Liquidités : la liberté sur papier

Philipvorndran
Philipp Vorndran

Des économistes de premier plan se penchent sur le bien-fondé de l'élimination des espèces, ou tout du moins sa limitation, afin de prévenir le terrorisme, le travail illégal et l'évasion fiscale. Ne nous laissons pas fourvoyer. Les motivations de cette proposition reposent sur des considérations bien différentes. Philipp Vorndran, Capital Market Strategist chez Flossbach von Storch, donne des explications.

Quiconque s'est plongé dans les pages économiques des journaux ces derniers mois a sans doute vu évoquer le sujet des espèces ou, plutôt, de leur élimination. « Nous avons souvent indiqué par le passé que nous nous demandions de plus en plus si les décideurs politiques et les banques centrales pourraient décider de limiter ou d'éliminer complètement les espèces dans un avenir relativement proche, » dit Vorndran.

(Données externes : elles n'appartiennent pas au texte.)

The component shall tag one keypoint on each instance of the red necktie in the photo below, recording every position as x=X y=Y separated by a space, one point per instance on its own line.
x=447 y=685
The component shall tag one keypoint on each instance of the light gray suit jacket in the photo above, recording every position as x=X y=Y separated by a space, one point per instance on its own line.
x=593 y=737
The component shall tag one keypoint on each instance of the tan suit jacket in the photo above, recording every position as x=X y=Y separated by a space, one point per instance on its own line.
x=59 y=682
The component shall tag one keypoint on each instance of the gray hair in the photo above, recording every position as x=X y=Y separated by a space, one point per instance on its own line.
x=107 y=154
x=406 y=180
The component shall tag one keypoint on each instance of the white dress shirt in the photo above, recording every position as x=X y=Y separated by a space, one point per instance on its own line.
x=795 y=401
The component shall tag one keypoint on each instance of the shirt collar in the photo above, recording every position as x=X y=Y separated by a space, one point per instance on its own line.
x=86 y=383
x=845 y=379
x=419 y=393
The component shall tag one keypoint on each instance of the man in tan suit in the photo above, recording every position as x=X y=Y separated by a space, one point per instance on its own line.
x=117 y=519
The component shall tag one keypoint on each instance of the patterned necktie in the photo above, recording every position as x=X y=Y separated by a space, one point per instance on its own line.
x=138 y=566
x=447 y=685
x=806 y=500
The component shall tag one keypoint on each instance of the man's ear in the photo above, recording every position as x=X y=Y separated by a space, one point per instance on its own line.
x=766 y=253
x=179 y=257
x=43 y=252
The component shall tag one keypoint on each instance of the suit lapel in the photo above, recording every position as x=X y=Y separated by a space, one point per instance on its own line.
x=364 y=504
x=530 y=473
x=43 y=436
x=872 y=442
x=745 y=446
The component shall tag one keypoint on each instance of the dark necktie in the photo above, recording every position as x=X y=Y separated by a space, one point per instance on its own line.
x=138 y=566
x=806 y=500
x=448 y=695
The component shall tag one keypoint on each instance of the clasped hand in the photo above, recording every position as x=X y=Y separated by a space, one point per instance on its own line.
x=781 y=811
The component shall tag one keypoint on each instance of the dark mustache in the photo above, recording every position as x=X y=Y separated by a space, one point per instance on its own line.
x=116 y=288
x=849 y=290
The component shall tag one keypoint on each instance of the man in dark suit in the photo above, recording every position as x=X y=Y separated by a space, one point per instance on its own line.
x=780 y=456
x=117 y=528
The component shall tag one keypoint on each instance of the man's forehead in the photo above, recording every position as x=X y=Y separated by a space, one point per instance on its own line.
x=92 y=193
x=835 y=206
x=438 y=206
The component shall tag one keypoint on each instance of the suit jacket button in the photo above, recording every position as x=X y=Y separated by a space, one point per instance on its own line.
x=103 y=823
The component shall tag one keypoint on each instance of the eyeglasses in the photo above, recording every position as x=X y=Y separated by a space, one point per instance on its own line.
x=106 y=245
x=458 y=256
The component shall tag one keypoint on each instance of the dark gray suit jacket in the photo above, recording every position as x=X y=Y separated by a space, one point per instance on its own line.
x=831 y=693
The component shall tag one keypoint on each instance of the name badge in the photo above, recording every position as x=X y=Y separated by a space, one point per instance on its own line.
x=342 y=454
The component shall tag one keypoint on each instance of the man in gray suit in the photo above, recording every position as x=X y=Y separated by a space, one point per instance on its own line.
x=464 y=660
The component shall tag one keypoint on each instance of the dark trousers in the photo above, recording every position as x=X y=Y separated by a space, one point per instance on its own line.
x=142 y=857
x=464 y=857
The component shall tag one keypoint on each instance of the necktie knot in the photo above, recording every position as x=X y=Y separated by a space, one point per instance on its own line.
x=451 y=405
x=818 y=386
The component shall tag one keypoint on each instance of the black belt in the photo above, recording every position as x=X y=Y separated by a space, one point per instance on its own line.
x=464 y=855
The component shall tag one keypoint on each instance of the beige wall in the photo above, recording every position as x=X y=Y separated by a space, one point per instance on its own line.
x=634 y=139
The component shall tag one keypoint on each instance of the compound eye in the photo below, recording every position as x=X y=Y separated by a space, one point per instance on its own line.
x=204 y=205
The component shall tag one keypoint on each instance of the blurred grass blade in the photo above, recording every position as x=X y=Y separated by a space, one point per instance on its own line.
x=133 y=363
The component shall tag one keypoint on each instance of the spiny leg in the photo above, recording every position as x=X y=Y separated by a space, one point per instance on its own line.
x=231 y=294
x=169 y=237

« Je reconnais que cela semblait initialement extrêmement audacieux. Nous avons tous grandi dans un environnement où étaient utilisés des billets et des pièces. Tout le monde connaît des variantes de l'adage « rien ne vaut les espèces » et leur signification. Leur élimination serait complètement impensable. Mais est-ce vraiment le cas ? Quiconque ayant suivi avec attention l'histoire économique et financière récente est sans aucun doute consciente depuis longtemps de la rapidité avec laquelle ce que l'on considérait comme l'expression même de la sagesse est abandonné en temps de crise – à une vitesse que l'on n'aurait jamais imaginée – et du fait que les certitudes et promesses d'hier sont déjà obsolètes aujourd'hui. Ainsi, « penser l'impensable » est devenu une sorte de devise pour nous, » il dit.

Il n'aura en fait pas fallu longtemps pour que la discussion sur l'avenir des espèces se retrouve dans les plus grands médias. « Les raisons de limiter les espèces sont rapidement citées dans de nombreux articles de presse : combattre le terrorisme, car les paiements internationaux peuvent être surveillés beaucoup plus facilement, et aider à prévenir le travail illégal et l'évasion fiscale. Un éminent économiste allemand a déclaré que les paiements autres qu'en espèces dans les supermarchés permettaient de gagner beaucoup de temps. Quant à moi, j'ai l'impression que le paiement par carte bancaire n'est pas plus rapide si l'on tient compte du temps nécessaire pour saisir son code ou signer le reçu. Ne nous laissons pas fourvoyer, » dit Vorndran.

Des arguments complètement différents pèsent bien plus lourd dans le débat que la prévention du terrorisme ou du travail illégal. L'élimination ou la limitation des espèces rend impossible, pour les épargnants, d'éviter les taux d'intérêt négatifs, car ils ne peuvent plus retirer leur argent de la banque et le placer dans un coffre à la maison ou sous leur matelas. Cela permettrait d'imposer une répression financière, car des taux d'intérêt négatifs pourraient ainsi être facilement introduits partout.

« Il existe toutefois un autre argument à ne pas négliger dans la discussion. L'une des raisons d'éliminer les espèces est la conviction que cela permettrait de protéger le système financier. Que pensez-vous qu'un épargnant grec ferait s'il pensait que la drachme allait être réintroduite du jour au lendemain, entraînant une chute spectaculaire de la valeur de son épargne ? Il se précipiterait à sa banque, retirerait tous ses euros et tenterait de leur faire passer la frontière. Des millions de ses concitoyens essayeraient d'en faire autant, et les banques grecques s'effondreraient. »

« Nous suivons la discussion avec attention. Selon nous, les véritables raisons n'ont pas grand-chose à voir avec la prévention du terrorisme ou du travail illégal, ni même avec l'augmentation de l'efficacité des achats : il ne s'agit là que de prétextes. Les autres raisons nous semblent plus importantes. Nous espérons que les gouvernements et les banques centrales disposent de suffisamment de forces libérales pour mettre un coup d'arrêt à de tels projets. Les espèces ne sont rien de moins que la liberté imprimée, et cette liberté serait perdue, » nous dit Vorndran.